- ANDRÉS STUMPF. BRUSELAS
El ex economista jefe del BCE considera que Europa vive a día de hoy en la "ilusión Bruselas", que es la idea de que sigue teniendo influencia como para sentar reglas y estándares globales.
Peter Praet (Herchen, Alemania, 1949) observa el panorama internacional con una mezcla de preocupación y claridad analítica. El que fuera economista jefe del Banco Central Europeo (BCE) entre 2011 y 2019, asegura que lo que está ocurriendo no es una oscilación pasajera ni una disputa arancelaria más, sino un giro profundo en el equilibrio global que definió las últimas siete décadas.
- ¿Cómo valora el actual entorno geopolítico?
A mi juicio, es fundamental entender que no estamos ante un episodio coyuntural, sino ante un cambio estructural del orden internacional. Mucha gente habla de aranceles, acuerdos comerciales o disputas puntuales, pero eso es casi anecdótico. Si estuviéramos hablando de una shock puntual, sería algo manejable. En cambio, estamos en un mundo donde se está rompiendo el marco de cooperación multilateral que ha funcionado durante siete décadas.
Lo más impactante, en mi opinión, es el giro extremo que ha dado Estados Unidos. Durante la posguerra fue el pilar del multilateralismo y el garante de un sistema basado en reglas, pero ahora, con Donald Trump, se presenta como una víctima de un orden global que él mismo ha promovido.
Trump ha llegado a afirmar que la Unión Europea se creó para "joder" a los estadounidenses. Ese tipo de lenguaje brutal, agresivo e impropio de diplomacia nunca lo habíamos escuchado de un presidente estadounidense. Y lo más preocupante es que ya no se trata solo de retórica: detrás hay una estrategia sistemática que mezcla economía, geopolítica, comercio, finanzas y seguridad para obtener ventajas en una lógica de suma cero: si yo gano, tú pierdes.
Es bastante diferente de lo que ocurrió durante la primera presidencia de Trump.
- ¿Y en qué posición queda Europa en este contexto?
Europa siempre creyó que su poder comercial era suficiente para negociar de igual a igual con EEUU y otras potencias aunque careciera de un poder político real. Ahora descubrimos que, cuando Washington mezcla comercio con geopolítica, somos frágiles.

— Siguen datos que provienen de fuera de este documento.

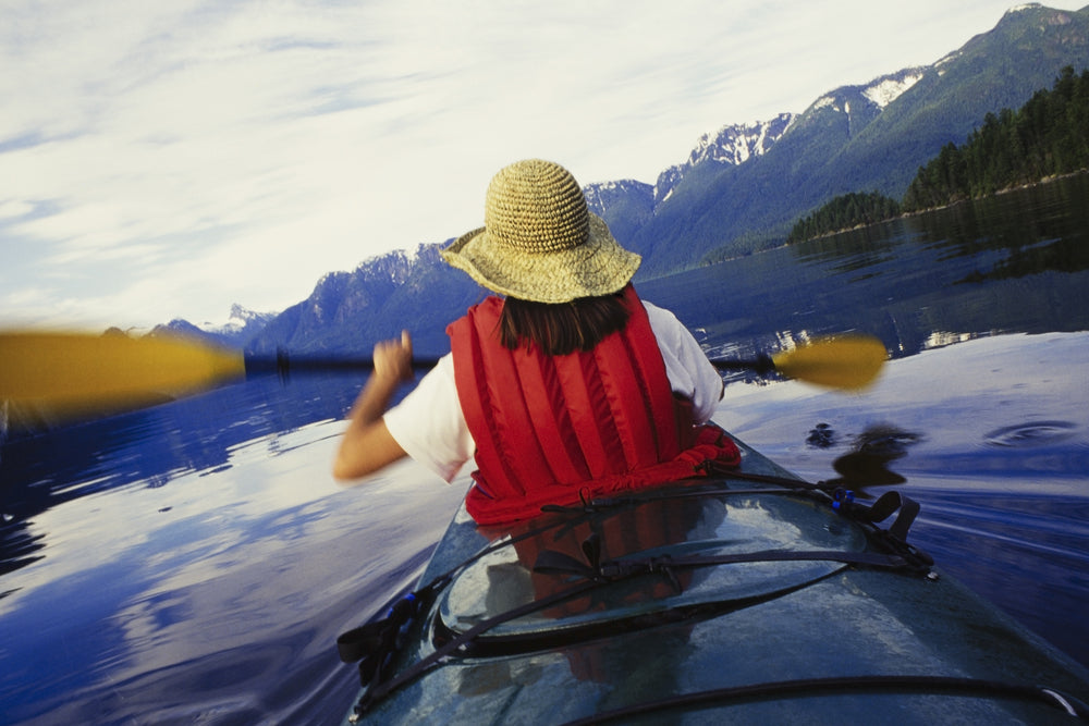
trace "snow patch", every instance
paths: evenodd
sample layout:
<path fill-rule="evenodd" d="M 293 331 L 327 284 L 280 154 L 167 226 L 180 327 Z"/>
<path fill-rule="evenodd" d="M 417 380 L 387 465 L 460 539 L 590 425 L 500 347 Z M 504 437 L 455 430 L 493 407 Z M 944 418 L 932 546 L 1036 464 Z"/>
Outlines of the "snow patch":
<path fill-rule="evenodd" d="M 901 95 L 922 78 L 921 73 L 913 73 L 902 78 L 885 78 L 862 91 L 862 96 L 873 101 L 878 108 L 884 108 L 895 101 Z"/>

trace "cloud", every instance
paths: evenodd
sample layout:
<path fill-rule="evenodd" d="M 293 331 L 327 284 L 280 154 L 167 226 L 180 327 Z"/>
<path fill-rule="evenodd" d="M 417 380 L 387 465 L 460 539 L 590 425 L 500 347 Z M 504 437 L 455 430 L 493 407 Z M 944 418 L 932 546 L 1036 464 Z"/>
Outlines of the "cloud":
<path fill-rule="evenodd" d="M 933 62 L 1004 9 L 19 4 L 0 27 L 0 324 L 282 309 L 325 272 L 477 226 L 514 159 L 653 182 L 701 134 Z"/>

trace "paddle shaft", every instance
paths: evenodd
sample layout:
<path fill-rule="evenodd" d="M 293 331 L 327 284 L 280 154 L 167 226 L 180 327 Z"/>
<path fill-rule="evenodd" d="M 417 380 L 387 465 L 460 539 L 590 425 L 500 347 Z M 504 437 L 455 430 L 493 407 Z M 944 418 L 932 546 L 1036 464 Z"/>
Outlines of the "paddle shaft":
<path fill-rule="evenodd" d="M 412 366 L 416 370 L 428 370 L 438 362 L 439 359 L 435 357 L 413 358 Z M 747 360 L 711 360 L 711 365 L 719 370 L 751 370 L 760 376 L 767 376 L 775 370 L 774 361 L 767 355 Z M 370 370 L 375 367 L 375 359 L 318 354 L 291 355 L 281 350 L 274 356 L 247 354 L 245 366 L 247 377 L 277 373 L 284 378 L 295 372 Z"/>
<path fill-rule="evenodd" d="M 413 358 L 412 367 L 416 370 L 428 370 L 439 362 L 438 358 Z M 277 373 L 286 378 L 291 373 L 337 372 L 354 370 L 371 370 L 375 359 L 369 357 L 338 356 L 320 354 L 290 355 L 283 350 L 273 355 L 245 356 L 246 377 Z"/>

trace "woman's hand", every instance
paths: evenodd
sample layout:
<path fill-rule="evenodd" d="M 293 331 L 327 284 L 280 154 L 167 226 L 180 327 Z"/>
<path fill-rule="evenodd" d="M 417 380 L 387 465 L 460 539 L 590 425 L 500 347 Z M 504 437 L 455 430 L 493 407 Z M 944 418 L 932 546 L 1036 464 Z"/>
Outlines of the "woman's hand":
<path fill-rule="evenodd" d="M 400 341 L 382 341 L 376 345 L 374 361 L 375 370 L 352 406 L 348 427 L 333 462 L 333 477 L 344 483 L 405 456 L 401 444 L 386 428 L 382 415 L 397 386 L 413 380 L 408 331 L 401 331 Z"/>
<path fill-rule="evenodd" d="M 375 378 L 390 380 L 396 383 L 411 381 L 412 370 L 412 335 L 407 330 L 401 331 L 401 340 L 382 341 L 375 346 Z"/>

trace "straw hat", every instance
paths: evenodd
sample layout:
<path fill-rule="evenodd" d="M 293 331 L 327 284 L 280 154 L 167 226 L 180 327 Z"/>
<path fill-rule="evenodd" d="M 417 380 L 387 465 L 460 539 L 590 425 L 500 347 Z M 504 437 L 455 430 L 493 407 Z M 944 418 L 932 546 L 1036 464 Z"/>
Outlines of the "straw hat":
<path fill-rule="evenodd" d="M 485 225 L 442 251 L 488 290 L 537 303 L 615 293 L 640 257 L 613 238 L 563 167 L 528 159 L 505 167 L 488 186 Z"/>

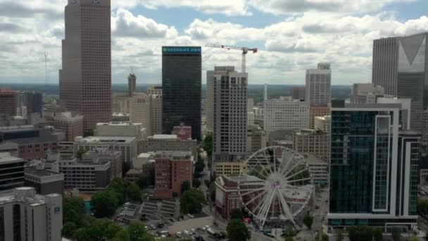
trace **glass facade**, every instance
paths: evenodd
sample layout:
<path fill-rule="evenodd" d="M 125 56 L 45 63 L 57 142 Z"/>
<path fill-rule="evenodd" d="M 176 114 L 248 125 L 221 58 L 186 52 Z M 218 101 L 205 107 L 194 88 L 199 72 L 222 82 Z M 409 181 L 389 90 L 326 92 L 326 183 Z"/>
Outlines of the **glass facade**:
<path fill-rule="evenodd" d="M 162 47 L 163 132 L 181 123 L 201 139 L 202 63 L 201 47 Z"/>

Durante décadas, EEUU ejerció una hegemonía benevolente: lideraba, influía, pero no buscaba la sumisión de otros países. Ese mundo ha desaparecido. Hoy vemos una superpotencia que utiliza todos sus instrumentos para extraer concesiones de sus aliados y adversarios por igual. Eso incluye desde aranceles a sanciones, pasando por la tecnología, el dólar y su poder militar.
El poder comercial de Europa ya no es suficiente sin poder político. No tenemos la capacidad de actuar unidos en política exterior y de defensa, y eso deja a la UE desprotegida.
- Parece que se ha perdido la capacidad de influir en el ámbito internacional.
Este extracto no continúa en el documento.